For years now, I have tried to have a positive-spirit and attitude around this time of year. I believe I have pulled it off again this year and I know no one noticed that I was feeling a little lonely and empty. I was mostly disappointed, as I am every year, that there was no amazing, wonderful, miracle-like climax on Christmas day or night.
I baked a ton a cookies and made cookie trays for the neighbors and family. I put up a beautiful light display on the house and in the yard. I handmade cute cards to send out to everyone (see below). Yet, I truly was disappointed when Christmas Eve and Christmas Day came. There was no holly jolly; no Ho Ho Ho. The angel was on top of the tree, but she just stared at me. She has no magical glow about her anymore.
In all honesty, I couldn't tell you when the last time was that I truly enjoyed Christmas (except for when I was a child.)

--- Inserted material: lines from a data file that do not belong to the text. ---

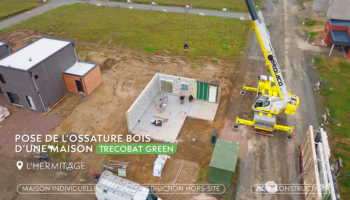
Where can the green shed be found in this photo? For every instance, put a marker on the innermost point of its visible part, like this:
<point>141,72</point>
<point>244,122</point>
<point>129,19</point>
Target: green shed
<point>223,162</point>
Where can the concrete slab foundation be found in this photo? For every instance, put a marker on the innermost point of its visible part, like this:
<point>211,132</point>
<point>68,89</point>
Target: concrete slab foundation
<point>176,115</point>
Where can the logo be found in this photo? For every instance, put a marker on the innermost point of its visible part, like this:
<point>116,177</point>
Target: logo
<point>99,191</point>
<point>275,69</point>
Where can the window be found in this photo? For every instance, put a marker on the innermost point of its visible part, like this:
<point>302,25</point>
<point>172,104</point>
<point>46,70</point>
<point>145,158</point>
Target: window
<point>2,79</point>
<point>184,86</point>
<point>166,86</point>
<point>14,98</point>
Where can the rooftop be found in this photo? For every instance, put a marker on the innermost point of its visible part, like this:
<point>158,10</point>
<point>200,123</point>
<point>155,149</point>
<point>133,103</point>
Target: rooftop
<point>340,37</point>
<point>225,155</point>
<point>33,53</point>
<point>80,68</point>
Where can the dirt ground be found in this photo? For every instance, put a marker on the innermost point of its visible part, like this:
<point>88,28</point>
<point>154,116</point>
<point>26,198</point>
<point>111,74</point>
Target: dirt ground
<point>125,73</point>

Here is an example. Christmas four years ago, I was with MSK and he and I went to a friends cabin in Canada for the holiday. I was soooo hoping it would be truly special. Instead of him giving me a nice card and a gift(s), he gave me a plain white envelope with a little note inside and cash. My heart sank to the floor. I knew then that I would never be a priority in his life (along with other clues - DUH!), and it crushed my holiday spirit - again.
Now, this is the part where I make a vow to continue on in my quest to find the magic and joy of Christmas, but guess what? I'm not going to lie to myself and I'm not going to lie to my blog friends. I give up. Maybe if I have no expectations, I'll be pleasantly surprised next year (or the year after that, or the year after that.)
Hope you like the Christmas card I sent out to everyone. Thanks for stopping by to listen to my tales of woe.